# [postfix/courier/mysql] Mail filtering and "default domain"

## netcrusher

Hi,

I have successfully set up a virtual mail server according to the great howto in the Wiki (postfix, courier, authdaemon, smtp-auth, mysql, roundcube). I have three questions remaining:

I have a virtual domain mail.example.com and a canonical domain of example.com. Now, I would like to have mail.example.com as my "default" virtual domain. I have already read on address rewriting but would like to reassure that this is possible and I go the right path. 

MUAs are still using the full virtual domain of mail.example.com for setting up my server (default anyway)

Any incoming mail to example.com should be rewritten to mail.example.com

Any outgoing mail from mail.example.com should be rewritten to example.com (masquerade_domains?)

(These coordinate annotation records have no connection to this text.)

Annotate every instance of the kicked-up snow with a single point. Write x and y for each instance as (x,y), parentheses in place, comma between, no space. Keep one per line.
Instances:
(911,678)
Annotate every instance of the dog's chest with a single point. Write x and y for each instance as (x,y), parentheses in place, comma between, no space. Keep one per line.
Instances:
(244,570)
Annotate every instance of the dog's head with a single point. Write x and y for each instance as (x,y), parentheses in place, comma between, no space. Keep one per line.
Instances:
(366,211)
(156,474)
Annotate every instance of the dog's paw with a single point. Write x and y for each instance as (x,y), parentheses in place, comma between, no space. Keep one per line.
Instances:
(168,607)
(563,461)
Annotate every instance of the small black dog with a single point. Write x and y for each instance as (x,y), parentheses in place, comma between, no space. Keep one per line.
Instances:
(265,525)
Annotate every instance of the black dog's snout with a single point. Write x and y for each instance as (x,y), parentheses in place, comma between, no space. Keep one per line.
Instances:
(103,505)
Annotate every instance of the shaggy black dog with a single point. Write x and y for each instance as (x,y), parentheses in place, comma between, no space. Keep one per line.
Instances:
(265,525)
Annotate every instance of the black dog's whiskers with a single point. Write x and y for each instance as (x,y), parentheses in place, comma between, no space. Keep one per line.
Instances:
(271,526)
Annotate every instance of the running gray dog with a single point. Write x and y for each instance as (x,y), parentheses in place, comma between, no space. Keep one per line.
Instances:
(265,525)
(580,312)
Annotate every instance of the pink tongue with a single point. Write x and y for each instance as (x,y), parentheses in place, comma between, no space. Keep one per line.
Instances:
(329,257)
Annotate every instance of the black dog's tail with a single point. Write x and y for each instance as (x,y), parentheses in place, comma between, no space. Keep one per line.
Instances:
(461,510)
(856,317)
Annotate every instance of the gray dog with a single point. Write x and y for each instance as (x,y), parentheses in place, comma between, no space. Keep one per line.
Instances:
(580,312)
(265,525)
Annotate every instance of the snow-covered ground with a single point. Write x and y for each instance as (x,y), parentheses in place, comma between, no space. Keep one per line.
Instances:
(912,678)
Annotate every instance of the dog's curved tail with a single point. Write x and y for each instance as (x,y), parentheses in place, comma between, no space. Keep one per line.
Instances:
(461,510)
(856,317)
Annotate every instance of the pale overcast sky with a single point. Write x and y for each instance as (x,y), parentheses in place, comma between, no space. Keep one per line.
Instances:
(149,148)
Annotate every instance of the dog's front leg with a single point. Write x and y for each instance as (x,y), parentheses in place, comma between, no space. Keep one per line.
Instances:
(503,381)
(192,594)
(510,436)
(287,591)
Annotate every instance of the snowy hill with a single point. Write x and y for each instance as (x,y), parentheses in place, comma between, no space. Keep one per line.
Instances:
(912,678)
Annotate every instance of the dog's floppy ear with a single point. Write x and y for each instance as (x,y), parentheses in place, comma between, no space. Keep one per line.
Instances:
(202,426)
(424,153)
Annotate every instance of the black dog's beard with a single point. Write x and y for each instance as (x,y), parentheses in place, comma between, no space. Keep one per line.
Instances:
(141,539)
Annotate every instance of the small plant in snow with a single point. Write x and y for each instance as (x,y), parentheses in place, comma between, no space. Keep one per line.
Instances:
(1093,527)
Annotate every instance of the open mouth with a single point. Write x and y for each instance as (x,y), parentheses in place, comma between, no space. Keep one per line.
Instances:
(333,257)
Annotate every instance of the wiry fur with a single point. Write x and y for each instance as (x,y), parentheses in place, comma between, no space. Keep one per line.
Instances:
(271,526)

I have currently aliased postmaster as admin in /etc/mail/aliases. Am I right in thinking this only applies to my canonical domain example.com? How can I route postmaster@example.com to admin@mail.example.com?

I would like to filter mail in a specific account upon receipt. How could I best accomplish this? Filtering in the MUA is not an option since I have multiple devices. (Subscribed to quite some mailing lists => many incoming mails)

Feel free to ask for further information, I often forget to include information in my initial posts.

Thank you very much for your kind support!

netcrusher

EDIT: Seems like the "default" virtual domain can easily be solved through the transport setting (local/virtual/relay) -- please forgive my stupidity!

----------

## hydrapolic

Maybe just use the domain example.com and deliver using virtual.

----------